Historic Davidge Hall was the site of Match Day festivities on March 17, 2011, when the School of Medicine's graduating class members discovered where they'll pursue the next step in their medical careers.
Held at the same time in medical schools around the country, Match Day is when fourth-year medical students find out the residency program into which they have been accepted.
The National Resident Matching Program conducts the match nationwide, using a computer algorithm that aligns the preferences of applicants with the preferences of residency programs in order to fill thousands of training positions available at U.S. teaching hospitals.
The torturous process takes more than an hour, with names called randomly as each envelope is pulled from a chest.
Ethan Bassett brought a little fun to the suspense by adding musical cues as each of his classmates made his/her way up to the podium, the most popular being the theme from Jaws and the Come on down music from "The Price is Right."
Laura Park was the last one to receive an envelope.

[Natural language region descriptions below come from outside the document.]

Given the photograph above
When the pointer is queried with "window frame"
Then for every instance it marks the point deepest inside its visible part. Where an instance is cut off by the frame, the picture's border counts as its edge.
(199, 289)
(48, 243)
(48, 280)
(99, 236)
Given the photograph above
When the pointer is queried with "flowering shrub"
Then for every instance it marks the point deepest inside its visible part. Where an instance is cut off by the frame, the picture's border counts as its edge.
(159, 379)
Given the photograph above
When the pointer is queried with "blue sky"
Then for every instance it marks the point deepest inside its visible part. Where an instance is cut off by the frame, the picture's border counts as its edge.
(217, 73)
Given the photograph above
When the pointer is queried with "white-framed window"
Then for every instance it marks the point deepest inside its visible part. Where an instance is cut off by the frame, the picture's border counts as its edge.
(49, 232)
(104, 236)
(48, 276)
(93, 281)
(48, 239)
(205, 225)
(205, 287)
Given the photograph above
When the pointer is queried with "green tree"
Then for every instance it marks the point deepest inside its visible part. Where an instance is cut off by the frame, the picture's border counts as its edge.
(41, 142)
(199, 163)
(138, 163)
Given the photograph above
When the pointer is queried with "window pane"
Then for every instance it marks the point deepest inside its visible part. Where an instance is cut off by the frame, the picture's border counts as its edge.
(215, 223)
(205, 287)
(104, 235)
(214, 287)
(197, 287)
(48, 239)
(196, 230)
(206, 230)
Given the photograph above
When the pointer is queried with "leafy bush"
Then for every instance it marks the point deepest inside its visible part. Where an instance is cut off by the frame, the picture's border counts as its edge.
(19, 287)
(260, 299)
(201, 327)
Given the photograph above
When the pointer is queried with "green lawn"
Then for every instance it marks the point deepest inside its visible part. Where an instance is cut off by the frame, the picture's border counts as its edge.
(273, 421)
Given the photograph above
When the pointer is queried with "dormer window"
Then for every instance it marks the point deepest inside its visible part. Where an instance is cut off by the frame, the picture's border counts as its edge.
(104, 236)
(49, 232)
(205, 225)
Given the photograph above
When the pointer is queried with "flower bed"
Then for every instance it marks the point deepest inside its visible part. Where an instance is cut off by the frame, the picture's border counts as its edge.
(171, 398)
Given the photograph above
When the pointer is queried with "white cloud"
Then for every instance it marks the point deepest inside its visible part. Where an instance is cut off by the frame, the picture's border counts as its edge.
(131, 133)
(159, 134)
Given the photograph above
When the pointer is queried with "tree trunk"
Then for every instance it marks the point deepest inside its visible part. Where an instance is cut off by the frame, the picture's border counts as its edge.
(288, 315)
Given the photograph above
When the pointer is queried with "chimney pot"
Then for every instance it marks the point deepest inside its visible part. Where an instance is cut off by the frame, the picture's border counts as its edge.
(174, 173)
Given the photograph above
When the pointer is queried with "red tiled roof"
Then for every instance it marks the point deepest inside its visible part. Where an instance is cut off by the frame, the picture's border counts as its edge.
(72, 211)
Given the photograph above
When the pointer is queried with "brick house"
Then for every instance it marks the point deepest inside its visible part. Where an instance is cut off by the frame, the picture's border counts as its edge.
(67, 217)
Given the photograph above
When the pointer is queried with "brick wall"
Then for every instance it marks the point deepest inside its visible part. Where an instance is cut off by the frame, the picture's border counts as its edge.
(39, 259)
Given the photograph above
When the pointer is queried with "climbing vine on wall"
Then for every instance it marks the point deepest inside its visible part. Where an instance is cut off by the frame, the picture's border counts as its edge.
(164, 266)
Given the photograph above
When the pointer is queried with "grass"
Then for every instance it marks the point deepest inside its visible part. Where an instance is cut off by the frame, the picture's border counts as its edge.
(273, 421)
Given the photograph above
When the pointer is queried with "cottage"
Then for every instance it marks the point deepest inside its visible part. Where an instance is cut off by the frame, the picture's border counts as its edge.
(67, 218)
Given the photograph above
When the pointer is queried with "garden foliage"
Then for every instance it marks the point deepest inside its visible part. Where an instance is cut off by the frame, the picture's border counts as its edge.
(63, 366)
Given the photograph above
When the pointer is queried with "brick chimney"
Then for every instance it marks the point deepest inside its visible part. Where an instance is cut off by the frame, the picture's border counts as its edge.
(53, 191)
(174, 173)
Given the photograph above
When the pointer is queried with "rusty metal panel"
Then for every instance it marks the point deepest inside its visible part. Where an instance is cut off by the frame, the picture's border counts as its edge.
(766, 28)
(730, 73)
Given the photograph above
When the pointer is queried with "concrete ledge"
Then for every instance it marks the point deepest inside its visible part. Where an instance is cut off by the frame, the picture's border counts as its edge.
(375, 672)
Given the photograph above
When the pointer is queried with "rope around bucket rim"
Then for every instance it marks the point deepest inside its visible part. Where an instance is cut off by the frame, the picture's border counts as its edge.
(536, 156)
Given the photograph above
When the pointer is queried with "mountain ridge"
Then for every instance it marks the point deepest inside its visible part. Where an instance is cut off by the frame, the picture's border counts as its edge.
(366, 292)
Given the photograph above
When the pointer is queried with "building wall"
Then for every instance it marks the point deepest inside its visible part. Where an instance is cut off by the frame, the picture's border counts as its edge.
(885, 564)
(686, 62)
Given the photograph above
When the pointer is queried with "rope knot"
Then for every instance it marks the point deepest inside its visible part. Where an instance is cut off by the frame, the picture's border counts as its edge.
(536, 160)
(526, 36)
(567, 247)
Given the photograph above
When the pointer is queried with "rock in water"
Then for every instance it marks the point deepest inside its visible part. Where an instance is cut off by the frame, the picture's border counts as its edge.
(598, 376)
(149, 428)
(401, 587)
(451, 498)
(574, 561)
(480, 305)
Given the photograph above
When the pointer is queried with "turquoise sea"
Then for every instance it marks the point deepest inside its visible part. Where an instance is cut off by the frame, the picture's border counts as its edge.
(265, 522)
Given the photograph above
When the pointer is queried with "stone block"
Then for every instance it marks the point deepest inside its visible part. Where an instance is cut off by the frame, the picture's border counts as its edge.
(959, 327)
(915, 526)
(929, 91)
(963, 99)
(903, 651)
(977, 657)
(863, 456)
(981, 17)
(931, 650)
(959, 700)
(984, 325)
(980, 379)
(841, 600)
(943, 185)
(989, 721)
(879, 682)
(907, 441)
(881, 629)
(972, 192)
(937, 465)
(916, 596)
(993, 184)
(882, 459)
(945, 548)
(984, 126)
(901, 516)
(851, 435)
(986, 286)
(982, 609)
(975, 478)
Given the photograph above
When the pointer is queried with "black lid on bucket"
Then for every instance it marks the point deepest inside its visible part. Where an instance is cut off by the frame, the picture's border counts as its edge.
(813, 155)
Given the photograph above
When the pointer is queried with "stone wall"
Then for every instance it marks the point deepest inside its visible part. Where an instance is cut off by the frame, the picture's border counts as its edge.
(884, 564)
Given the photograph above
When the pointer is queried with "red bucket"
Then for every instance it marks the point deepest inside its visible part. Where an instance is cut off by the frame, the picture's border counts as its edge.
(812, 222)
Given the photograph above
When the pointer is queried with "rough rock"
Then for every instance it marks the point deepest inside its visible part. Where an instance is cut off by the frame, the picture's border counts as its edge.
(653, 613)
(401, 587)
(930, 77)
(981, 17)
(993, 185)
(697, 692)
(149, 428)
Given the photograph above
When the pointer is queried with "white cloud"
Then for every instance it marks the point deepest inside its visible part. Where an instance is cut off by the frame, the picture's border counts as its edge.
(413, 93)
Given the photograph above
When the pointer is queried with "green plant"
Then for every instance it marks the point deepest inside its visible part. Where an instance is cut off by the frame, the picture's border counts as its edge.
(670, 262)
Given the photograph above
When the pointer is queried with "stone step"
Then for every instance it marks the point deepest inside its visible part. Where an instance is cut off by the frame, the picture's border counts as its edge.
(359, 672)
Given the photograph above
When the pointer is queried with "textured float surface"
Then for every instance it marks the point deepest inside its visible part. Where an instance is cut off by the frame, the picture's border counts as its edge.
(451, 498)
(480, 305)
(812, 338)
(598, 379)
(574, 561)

As a reward for her patience, she won a Maryland-themed piggy bank into which each student had put a monetary donation before accepting their Match letters. This money is traditionally used for an after-Match celebration.
This year, School of Medicine students matched at 85 hospitals in 28 states (up from 72 hospitals in 24 states last year). Only 28 percent of the class will be staying in Maryland to train, many at the University of Maryland Medical Center, including the president of the Class of 2011, Chris Lemon. "I'm staying here for Emergency Medicine-Pediatrics," Lemon said after opening his envelope.
Others, like Laura Caputo and Nancy Lentz, will be heading south. "I matched at Duke, internal medicine," said a still-stunned Caputo. "We're going to North Carolina!" exclaimed Lentz, bouncing her 2-year-old daughter on her hip as she celebrated landing a residency at Duke as well.
Elizabeth Urban chose not to tear open her envelope at the ceremony. "I wanted something a little more personal," she explained. "I have a lot of family waiting for me to open it with them."